How should I approach this effectively?
It seems like the core issue here is that even though in a certain sense it would be good if any time you were sitting not doing anything, you were instead going off to improve the world in some way, in practice, endeavouring to do this would not be possible and/or would be counterproductive. For one thing, you need rest, so if you were to always (or just too often) try to do something productive rather than sitting around, you'd eventually fail/become less productive overall. More generally, it seems like, in the long run, you may well do more good by focusing on the highest important things (e.g. college work and your long-term career), rather than spending all available time now on direct impact.

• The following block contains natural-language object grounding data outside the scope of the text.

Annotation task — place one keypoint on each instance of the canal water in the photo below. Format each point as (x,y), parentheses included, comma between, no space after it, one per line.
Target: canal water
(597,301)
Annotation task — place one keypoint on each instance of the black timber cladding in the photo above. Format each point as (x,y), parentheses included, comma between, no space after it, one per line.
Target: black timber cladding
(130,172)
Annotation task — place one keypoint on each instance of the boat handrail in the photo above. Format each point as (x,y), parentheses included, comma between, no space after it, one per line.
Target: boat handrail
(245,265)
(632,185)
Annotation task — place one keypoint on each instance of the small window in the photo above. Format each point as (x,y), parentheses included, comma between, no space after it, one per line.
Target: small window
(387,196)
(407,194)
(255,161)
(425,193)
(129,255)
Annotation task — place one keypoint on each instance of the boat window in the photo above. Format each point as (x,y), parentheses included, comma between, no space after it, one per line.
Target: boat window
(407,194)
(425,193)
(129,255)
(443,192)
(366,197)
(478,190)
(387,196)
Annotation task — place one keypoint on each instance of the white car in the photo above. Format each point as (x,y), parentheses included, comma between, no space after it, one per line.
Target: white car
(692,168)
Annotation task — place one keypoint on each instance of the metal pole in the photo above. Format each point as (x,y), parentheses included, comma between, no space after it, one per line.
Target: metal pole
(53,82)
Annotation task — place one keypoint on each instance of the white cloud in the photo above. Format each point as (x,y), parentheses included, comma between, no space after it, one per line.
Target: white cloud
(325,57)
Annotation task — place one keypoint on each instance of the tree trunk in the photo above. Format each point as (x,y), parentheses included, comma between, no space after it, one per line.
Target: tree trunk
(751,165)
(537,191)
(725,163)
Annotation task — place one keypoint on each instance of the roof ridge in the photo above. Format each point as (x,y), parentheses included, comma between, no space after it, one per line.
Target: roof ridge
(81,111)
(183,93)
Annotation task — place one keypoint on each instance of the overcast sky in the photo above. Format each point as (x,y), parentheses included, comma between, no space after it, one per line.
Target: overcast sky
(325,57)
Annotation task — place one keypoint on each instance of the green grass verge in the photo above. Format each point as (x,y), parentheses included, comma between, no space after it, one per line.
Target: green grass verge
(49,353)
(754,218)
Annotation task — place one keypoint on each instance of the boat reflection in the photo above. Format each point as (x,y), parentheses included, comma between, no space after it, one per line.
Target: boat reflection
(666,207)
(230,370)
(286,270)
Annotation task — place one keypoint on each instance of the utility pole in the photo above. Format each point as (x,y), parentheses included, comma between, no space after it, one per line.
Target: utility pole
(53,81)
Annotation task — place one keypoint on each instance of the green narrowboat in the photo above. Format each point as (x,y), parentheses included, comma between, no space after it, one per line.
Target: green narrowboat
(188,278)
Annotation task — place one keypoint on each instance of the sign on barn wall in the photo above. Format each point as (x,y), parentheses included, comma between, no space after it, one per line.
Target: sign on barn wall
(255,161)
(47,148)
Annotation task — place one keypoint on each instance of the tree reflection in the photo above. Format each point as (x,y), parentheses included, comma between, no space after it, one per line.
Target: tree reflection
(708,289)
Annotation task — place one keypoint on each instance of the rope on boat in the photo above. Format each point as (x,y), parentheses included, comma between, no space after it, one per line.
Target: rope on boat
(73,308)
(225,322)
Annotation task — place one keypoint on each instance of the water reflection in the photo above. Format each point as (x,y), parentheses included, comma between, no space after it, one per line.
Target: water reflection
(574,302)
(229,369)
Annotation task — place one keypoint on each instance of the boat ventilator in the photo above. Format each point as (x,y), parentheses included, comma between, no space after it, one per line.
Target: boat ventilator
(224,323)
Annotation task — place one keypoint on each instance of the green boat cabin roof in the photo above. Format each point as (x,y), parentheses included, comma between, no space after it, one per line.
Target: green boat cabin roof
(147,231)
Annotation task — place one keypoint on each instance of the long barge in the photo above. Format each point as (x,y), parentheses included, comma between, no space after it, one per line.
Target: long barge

Even more generally, it seems like the approach of worrying about whether, at each specific moment, you could be doing a higher priority thing, is stressing you out to a clearly counter-productive extent (i.e. you explicitly note that worrying about this is making you less likely to do anything productive). If so the best thing to do from a utilitarian perspective is not to try to calculate what the best thing to do in each given moment is and try to do it, but to take a more meta- approach of working out what kind of strategy will work to maximise the utility you produce in the long-run (see discussion of two-level utilitarianism). People face analogous issues in the context of deciding how to spend money rather than time: many aiming for a high level of frugality find that trying to work out for every small purchase whether it's utility-maximising (even allowing considerations like "If I don't buy myself an ice cream on this occasion, I will go mad with unhappiness in the long run, so I will buy the ice cream") is too stressful for them to maintain in the long run, so they establish a more fixed rule that they will donate X, and everything left over they can just spend however they like.